In 1993, Republicans faced these challenges. They needed to come up with a budet that dealt seriously with the deficit without raising taxes as Bill Clinton proposed to do. The House Republicans mostly united around John Kasich’s “Cutting Spending First” plan (a nice play on the Clintonian “Putting People First”). It contained some controversial provisions, like raising the retirement age for some federal employees, but mostly avoided a full frontal assault on entitlement. Nevertheless, it offered serious spending cuts and block-grant reforms of means-tested programs that later became part of the GOP platform. And it offered $450 billion in deficit reduction without tax hikes.

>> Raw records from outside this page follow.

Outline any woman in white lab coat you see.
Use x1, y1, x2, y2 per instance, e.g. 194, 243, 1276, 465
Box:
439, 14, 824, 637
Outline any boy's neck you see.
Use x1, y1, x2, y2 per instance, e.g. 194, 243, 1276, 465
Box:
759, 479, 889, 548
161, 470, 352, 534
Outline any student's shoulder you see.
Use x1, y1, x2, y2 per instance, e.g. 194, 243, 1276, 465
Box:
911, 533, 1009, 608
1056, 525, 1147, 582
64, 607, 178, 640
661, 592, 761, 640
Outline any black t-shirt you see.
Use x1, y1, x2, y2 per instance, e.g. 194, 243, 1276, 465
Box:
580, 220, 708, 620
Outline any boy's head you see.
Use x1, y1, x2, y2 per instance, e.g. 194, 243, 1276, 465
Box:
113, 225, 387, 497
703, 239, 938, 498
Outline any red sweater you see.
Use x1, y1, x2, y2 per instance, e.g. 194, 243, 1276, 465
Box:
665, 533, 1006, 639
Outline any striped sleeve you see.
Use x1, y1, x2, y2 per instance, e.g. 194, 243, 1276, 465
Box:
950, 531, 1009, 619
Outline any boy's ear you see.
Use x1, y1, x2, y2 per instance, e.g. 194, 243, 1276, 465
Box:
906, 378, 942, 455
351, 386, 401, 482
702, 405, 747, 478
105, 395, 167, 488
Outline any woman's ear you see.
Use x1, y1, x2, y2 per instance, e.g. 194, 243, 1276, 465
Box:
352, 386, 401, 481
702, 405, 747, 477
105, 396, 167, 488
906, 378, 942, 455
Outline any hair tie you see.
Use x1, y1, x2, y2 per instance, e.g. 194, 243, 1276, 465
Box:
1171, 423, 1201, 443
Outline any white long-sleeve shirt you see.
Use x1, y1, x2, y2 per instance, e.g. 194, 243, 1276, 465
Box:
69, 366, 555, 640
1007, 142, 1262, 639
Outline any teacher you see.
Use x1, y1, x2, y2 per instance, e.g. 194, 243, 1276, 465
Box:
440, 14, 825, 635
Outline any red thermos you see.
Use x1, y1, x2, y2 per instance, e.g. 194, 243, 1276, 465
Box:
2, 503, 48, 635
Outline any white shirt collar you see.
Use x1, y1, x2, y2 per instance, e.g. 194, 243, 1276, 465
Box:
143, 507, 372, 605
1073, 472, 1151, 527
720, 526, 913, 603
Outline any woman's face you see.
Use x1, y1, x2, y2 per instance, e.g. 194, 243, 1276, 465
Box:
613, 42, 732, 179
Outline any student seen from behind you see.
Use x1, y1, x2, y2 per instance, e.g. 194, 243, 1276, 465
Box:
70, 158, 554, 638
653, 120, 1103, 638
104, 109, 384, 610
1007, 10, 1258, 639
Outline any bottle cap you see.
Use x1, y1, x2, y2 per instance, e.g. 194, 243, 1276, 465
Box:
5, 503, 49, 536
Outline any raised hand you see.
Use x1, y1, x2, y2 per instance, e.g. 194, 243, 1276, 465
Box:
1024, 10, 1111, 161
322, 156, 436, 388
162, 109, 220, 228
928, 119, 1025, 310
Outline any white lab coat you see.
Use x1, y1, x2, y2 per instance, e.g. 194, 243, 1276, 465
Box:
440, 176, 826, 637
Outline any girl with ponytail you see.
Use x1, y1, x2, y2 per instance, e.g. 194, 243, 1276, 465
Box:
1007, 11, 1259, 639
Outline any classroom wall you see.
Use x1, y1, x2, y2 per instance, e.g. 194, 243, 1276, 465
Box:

So serious was Cutting Spending First that the Clinton administration often pretended the alternative did not exist. They continued to claim that Republicans hadn’t proposed any spending cuts. When challenged, White House spokeswoman Dee Dee Myers said it didn’t count as the Republican alternative because not all Republicans supported it. The House GOP leadership, then including Bob Michel, did support it, and so did 80 percent of House Republicans on the floor.

Even a decent alternative budget won’t pass and won’t silence the president’s barbs about Republicans having a “short memory.” But a solid alternative did help give the Republicans something to run on in 1994 and a contrast with the Clinton administration, which was offering a tax increase many Americans didn’t want.